Para diminuir esse estranhamento, pode ser interessante observar que outras máquinas já participaram dos processos criativos humanos. A fotografia, por exemplo, quando surgiu, também foi vista como uma ameaça à pintura, tida na época como a “verdadeira arte humana”. Mas, e hoje? Como vemos a fotografia e os fotógrafos? Como não reconhecer a existência da fotografia artística a partir do desenvolvimento de toda uma técnica sofisticada que possibilita a produção de obras memoráveis? Certamente, podemos dizer que o trabalho do fotógrafo se assemelha ao traço do pintor, pois somos capazes de identificá-lo! Cada um decifra a caixa-preta do aparelho fotográfico à sua maneira, fazendo com que ofereça outputs únicos combinando luz, sombra, contornos, brilhos, cores, profundidade e enquadramento, que resultam em obras de grande valor artístico. Pensemos em Sebastião Salgado, que nos deixou há pouco. Não é difícil identificarmos uma obra sua, embora ela seja na verdade o output de uma máquina.

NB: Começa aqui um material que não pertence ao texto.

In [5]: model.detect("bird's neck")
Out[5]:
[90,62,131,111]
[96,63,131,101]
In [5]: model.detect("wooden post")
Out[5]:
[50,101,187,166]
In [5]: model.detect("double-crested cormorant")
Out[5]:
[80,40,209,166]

Do mesmo modo, hoje já vemos artistas que trabalham no deciframento da caixa-preta da inteligência artificial, produzindo obras únicas, de grande impacto visual e de sentido, pois estão se valendo dessas “máquinas” como aliados ou instrumentos que vão participar do seu processo criativo. A construção de um prompt para uma Inteligência Artificial Generativa, já sabemos, não é algo tão trivial. É ali que os artistas gastam horas, dias ou semanas na tentativa e erro, a fim de decifrar sua gramática para alcançar o resultado almejado, com todas as nuances e sutilezas que se quer alcançar. A recente exposição exibida no Centro Cultural Fiesp “Venenosas, Nocivas e Suspeitas”, da artista, professora e pesquisadora Giselle Beiguelman, é um exemplo bem ilustrativo desse sofisticado trabalho conjunto com os sistemas de inteligência artificial.

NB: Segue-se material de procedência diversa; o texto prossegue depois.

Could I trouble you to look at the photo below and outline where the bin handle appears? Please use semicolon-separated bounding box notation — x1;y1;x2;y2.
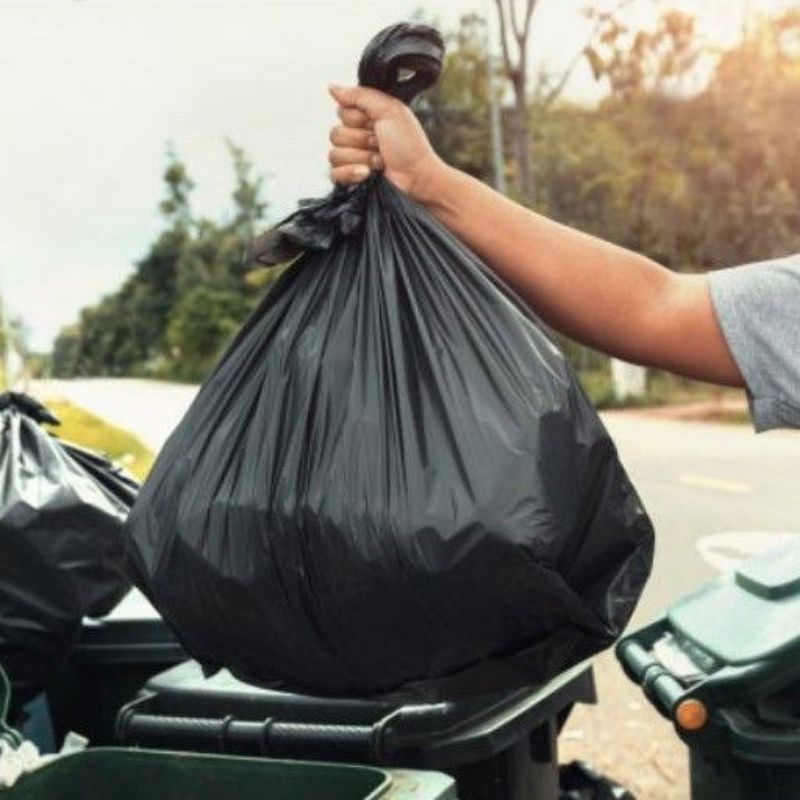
617;639;686;720
117;708;383;760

Então, voltamos à pergunta: quem é afinal o autor nesse caso: o artista ou a máquina? Embora a Inteligência Artificial Generativa seja recente, o algoritmo já está entre nós tem um bom tempo. Tempo suficiente para que artistas e teóricos tenham investido sua arte e seu pensamento para compreendê-los. Por isso, já temos algumas pistas que nos ajudam a pensar nessa interação humano-máquina na criação de obras: meta-autoria e autoria ciborgue, por exemplo, são alguns dos termos propostos para pensar essa nova dinâmica. Mas, sem dúvida, ainda há muito para refletir sobre essa complexa interação entre o ser humano e a inteligência artificial no processo criativo. Alguns autores nos dão pistas pelas quais podemos avançar.
Por fim, e não menos importante, temos pela frente o grande desafio de regular essa nova tecnologia e devemos fazê-lo com certa rapidez, enquanto ela ainda está em desenvolvimento, mas já exige que sejam definidos parâmetros para sua existência, a fim de que direitos não sejam solapados.
É preciso garantir que os seres humanos tenham seus direitos bem equilibrados em face do inexorável avanço tecnológico. Refletir sobre o que é a autoria, o que ela já foi e como está se transformando pode nos ajudar a encontrar o caminho mais apropriado, justo e sustentável para esta regulação.